Oil and Gas Facilities logo on abstract background

The ownership of crude oil changes frequently during its transport from the reservoir to the final market destination. With each change in ownership, buyers and sellers engage in a transfer of custody and must rely on the measurement of the asset. The accuracy of the metering measurements is critical.

During its spring lecture series, the SPE Gulf Coast Section’s Projects, Facilities, and Construction study group presented sessions on experts’ discussions of the processes involved in ensuring accuracy in measurement, meter selection and proving, multiphase flow measurement, and comparisons of gas measurement technologies.

Del Major, a liquid hydrocarbon measurement adviser at Shell, analyzed the best practices in selecting and maintaining fit-for-purpose meters and for mitigating bias in the measurement of hydrocarbons in a reservoir.

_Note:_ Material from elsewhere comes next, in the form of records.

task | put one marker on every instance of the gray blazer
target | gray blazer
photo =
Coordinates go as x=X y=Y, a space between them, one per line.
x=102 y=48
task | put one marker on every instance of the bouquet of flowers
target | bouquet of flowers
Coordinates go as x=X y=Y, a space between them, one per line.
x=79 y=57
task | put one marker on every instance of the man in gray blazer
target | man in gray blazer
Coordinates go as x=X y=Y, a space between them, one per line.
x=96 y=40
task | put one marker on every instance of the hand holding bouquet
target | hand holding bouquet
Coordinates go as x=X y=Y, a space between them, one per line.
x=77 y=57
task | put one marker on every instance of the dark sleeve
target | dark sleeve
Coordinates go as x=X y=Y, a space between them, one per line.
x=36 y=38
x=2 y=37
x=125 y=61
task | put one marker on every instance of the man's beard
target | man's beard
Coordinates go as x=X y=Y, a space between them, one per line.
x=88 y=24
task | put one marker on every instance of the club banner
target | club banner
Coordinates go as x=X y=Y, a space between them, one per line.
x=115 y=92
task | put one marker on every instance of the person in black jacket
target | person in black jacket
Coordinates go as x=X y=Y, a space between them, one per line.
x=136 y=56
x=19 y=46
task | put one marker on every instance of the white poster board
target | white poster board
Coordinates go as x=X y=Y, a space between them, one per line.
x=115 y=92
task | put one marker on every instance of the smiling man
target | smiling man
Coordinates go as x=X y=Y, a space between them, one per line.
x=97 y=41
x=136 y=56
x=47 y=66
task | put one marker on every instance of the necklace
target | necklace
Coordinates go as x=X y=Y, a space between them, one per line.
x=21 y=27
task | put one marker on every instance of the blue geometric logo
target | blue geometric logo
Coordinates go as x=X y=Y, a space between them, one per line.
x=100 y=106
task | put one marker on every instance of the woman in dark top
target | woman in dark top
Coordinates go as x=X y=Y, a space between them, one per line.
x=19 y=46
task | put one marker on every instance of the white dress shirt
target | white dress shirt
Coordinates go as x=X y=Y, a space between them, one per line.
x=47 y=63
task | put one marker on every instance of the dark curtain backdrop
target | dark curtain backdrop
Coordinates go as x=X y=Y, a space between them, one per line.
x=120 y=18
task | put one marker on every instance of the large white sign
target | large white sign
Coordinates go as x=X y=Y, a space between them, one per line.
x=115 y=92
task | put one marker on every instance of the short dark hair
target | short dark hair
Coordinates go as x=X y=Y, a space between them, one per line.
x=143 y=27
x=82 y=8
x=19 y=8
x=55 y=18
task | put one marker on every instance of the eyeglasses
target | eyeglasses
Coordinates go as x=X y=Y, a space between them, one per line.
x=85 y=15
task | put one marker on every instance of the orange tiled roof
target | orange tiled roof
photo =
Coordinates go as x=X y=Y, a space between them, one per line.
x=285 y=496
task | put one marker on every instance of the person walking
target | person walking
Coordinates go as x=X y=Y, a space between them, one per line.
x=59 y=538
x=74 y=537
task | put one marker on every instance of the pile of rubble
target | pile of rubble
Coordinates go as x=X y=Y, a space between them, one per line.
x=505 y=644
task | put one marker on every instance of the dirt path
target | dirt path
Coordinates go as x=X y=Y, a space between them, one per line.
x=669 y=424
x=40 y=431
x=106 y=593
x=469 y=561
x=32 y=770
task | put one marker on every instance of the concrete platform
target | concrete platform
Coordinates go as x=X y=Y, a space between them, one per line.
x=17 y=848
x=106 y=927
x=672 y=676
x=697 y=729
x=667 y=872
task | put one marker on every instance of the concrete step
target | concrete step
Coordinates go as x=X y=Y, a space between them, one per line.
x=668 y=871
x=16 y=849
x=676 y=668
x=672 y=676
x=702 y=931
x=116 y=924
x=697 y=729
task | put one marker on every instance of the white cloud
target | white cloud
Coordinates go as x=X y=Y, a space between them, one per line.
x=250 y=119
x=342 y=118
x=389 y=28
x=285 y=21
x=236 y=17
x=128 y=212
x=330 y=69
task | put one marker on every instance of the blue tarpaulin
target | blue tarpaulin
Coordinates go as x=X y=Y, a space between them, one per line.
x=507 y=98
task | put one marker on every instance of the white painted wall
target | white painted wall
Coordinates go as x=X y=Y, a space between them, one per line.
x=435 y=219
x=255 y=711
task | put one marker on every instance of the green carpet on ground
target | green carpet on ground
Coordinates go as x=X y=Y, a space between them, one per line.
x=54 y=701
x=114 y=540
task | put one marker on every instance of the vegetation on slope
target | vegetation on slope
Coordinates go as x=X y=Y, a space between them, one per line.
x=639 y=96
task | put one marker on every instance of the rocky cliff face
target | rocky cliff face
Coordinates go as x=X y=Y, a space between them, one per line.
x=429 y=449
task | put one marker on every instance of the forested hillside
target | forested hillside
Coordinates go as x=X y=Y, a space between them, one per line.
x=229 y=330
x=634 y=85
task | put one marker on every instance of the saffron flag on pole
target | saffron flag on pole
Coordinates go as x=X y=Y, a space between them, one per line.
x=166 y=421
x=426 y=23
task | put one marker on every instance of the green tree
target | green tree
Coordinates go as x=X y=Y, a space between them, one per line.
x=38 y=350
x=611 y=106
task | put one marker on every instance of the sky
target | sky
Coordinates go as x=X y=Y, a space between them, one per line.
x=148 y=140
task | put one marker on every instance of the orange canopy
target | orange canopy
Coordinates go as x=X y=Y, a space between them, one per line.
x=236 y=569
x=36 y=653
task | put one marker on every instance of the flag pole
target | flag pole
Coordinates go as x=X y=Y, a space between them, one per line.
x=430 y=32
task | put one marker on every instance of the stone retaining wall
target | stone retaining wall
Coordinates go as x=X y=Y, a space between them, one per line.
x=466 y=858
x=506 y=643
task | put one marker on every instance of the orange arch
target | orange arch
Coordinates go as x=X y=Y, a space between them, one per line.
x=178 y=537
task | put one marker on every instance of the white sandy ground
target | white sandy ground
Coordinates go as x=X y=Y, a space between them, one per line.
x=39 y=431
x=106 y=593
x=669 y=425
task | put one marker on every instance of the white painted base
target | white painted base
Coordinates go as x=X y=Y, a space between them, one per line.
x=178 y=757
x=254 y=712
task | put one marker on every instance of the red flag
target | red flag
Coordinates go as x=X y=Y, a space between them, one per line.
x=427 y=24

Bias is an inaccuracy in measurement. It is not the same as uncertainty in measurement, which accounts for a range of potential values close to the true value. Bias describes a consistent deviation. Major said the key assumption in measuring is that the risk of inaccuracy is random and equally distributed around the true value, but a consistent deviation represents an error in the system.

Major compared a meter to a thermostat. If a thermostat shows a temperature of 80°F with a margin of error of 3°F above or below the reading, the margin would represent uncertainty in the listed temperature. However, if it is known that the thermostat reading is always 3°F below the true temperature, it would indicate bias.

Shell classifies the meters into four categories as follows:

  • Fiscal management systems
  • Allocation meters
  • Reservoir management/surveillance
  • Environmental and emissions trading
     

Each category has a given level of uncertainty ranging from 0.25% for fiscal sales meters to 20% for environmental and emissions trading meters. Major said all single-phase metering applications have levels of uncertainty because of their exposure to processing. Some meters are more accurate than others because of prevailing flow/fluid properties and conditions. Still, companies should aim to reduce uncertainty within metering systems.
“Uncertainty is a function of the quality of the equipment and how it is used, so when we talk about uncertainty, it’s really the inverse of accuracy. The lowest uncertainty provides the highest confidence that our measurements surround the true value. If we see there is a shift and it is biased, then that is mismeasurement and the one thing that we’ve got to do is eliminate any bias,” Major said.

To add value to the life cycle of a reservoir, Major said companies should consider single-phase devices that are insensitive to changing fluid properties such as density, viscosity, pressure, and temperature. A good device should also require little or no maintenance or recalibration, and should have a high turndown ratio.

The turndown ratio is a measure of the usable range of an instrument, or the high end of a measurement range compared with the low end: Turndown ratio=maximum flow measurement/minimum flow measurement.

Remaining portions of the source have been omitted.